More evidence points to the promise of wiping out HIV for good, but researchers believe that talk of a cure is premature. Two HIV patients who underwent bone marrow transplants to treat their blood cancers have been off their antiretroviral therapies for weeks without visible signs of the virus.
This is big news for HIV researchers and patients who lack cures for the immune system-killing disease, which is commonly combated with antiviral cocktails that can keep the virus under control for decades. As Reuters reported, the bone marrow transplants used to treat the two HIV patients are extremely expensive. The pricey therapy, which was given to the patients in Boston, seems unlikely to become a widely available treatment option for HIV patients. Yet such cases could shed light on pathways that could lead to cures.
The HIV research community is already familiar with the two patient cases, which were highlighted a year ago after signs of HIV were wiped out after the bone marrow transplants. Last year, however, the patients were HIV-free but still taking their antiviral remedies. Timothy Henrich, a Harvard Medical School research at Brigham and Women's Hospital, gave an update today at an AIDS congress in Kuala Lumpur, reporting that one patient has been off his HIV meds for 7 weeks and other for 15 weeks.
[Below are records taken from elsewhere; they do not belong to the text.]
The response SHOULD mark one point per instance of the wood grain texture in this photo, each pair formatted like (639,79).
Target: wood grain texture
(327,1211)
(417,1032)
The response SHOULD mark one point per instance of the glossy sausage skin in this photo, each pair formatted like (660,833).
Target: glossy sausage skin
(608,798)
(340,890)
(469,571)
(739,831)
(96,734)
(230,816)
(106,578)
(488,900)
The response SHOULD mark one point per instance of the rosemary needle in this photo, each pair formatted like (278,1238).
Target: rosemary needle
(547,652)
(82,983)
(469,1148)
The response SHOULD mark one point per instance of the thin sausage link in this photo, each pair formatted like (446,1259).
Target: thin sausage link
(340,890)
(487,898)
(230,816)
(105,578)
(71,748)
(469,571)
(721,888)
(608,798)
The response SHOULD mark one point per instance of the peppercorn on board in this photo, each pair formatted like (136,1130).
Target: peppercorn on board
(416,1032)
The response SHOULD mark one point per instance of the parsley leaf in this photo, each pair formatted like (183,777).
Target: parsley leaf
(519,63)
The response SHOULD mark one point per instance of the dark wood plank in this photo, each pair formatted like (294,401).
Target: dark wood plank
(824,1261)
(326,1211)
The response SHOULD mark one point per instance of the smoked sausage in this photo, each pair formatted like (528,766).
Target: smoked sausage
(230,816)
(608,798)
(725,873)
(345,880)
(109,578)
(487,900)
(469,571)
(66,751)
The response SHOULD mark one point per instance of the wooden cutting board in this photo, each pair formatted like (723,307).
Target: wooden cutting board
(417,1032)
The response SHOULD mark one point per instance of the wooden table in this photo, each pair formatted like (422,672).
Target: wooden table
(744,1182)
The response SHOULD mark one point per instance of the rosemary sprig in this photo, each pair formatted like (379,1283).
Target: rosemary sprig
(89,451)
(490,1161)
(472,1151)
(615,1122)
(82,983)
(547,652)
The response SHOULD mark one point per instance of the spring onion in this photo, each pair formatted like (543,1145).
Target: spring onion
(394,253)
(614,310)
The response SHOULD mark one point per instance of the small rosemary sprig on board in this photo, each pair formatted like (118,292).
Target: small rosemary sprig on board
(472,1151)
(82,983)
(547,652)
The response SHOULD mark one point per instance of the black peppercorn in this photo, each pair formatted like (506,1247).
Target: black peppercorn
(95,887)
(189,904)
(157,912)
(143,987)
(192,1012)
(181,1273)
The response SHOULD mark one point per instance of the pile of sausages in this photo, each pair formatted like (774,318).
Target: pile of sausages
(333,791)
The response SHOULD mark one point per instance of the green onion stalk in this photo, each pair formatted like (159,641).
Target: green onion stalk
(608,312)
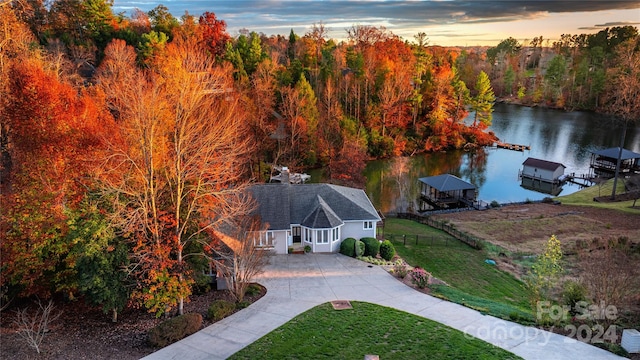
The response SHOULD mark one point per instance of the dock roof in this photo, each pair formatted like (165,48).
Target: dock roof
(542,164)
(613,153)
(447,182)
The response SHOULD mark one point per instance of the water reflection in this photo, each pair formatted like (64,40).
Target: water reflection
(564,137)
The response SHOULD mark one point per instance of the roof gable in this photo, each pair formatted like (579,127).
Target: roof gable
(322,217)
(542,164)
(281,205)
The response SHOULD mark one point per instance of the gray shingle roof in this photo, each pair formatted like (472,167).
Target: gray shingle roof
(613,153)
(542,164)
(447,182)
(320,205)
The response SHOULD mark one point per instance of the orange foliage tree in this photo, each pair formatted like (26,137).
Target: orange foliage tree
(179,170)
(53,136)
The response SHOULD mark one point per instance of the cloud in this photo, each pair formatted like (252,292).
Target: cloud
(278,17)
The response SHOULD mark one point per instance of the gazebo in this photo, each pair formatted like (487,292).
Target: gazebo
(603,162)
(445,191)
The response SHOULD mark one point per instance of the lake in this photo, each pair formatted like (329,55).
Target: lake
(554,135)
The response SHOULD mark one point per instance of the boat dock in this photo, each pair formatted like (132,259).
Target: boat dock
(515,147)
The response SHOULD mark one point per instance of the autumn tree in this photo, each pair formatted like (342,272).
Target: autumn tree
(54,134)
(179,167)
(482,102)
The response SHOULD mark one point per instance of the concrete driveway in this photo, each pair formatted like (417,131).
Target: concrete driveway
(296,283)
What's more, the two cases have an important difference from the so-called "Berlin patient," Timothy Brown, whose HIV was cleared after bone marrow or stem cell transplants that contained cells with the CCR5-Δ32 mutation. That mutation has been likened to providing anti-HIV armor for the immune system. However, the two "Boston" patients in Henrich's study got transplanted cells without the CCR5 mutation, raising the question of how important that genetic abnormality is in the quest for cures, Forbes' Matthew Herper reported.
"There was a sense that Timothy Brown's immune system had been given an armor coating," says Kevin Robert Frost, chief executive of amfAR: The Foundation for AIDS Research, as quoted by Herper. Frost added that the mutation could give Brown immunity to HIV that the patients in the Boston study lack, supporting ongoing research of different therapies to cure the illness.
Sangamo Biosciences ($SGMO) has bet on clinical development of a gene therapy that exploits the CCR5 mutation to combat HIV. In May the biotech outfit reported preliminary Phase II data and touted that increases CCR5-protected CD4 immune cells correlated with a drop in HIV reservoir and increase in CD4 count, which is a classic measure of immune-system health in HIV patients. Full data from the midstage program are expected by the end of this year.
In the meantime, Gilead ($GILD), Johnson & Johnson ($JNJ) and ViiV Healthcare remain prime time players in providing antiviral drugs that dominate the market for branded HIV treatments. Experts say that the quest to bring viable cures to millions of HIV-infected patients around the world could take many more years and could never materialize.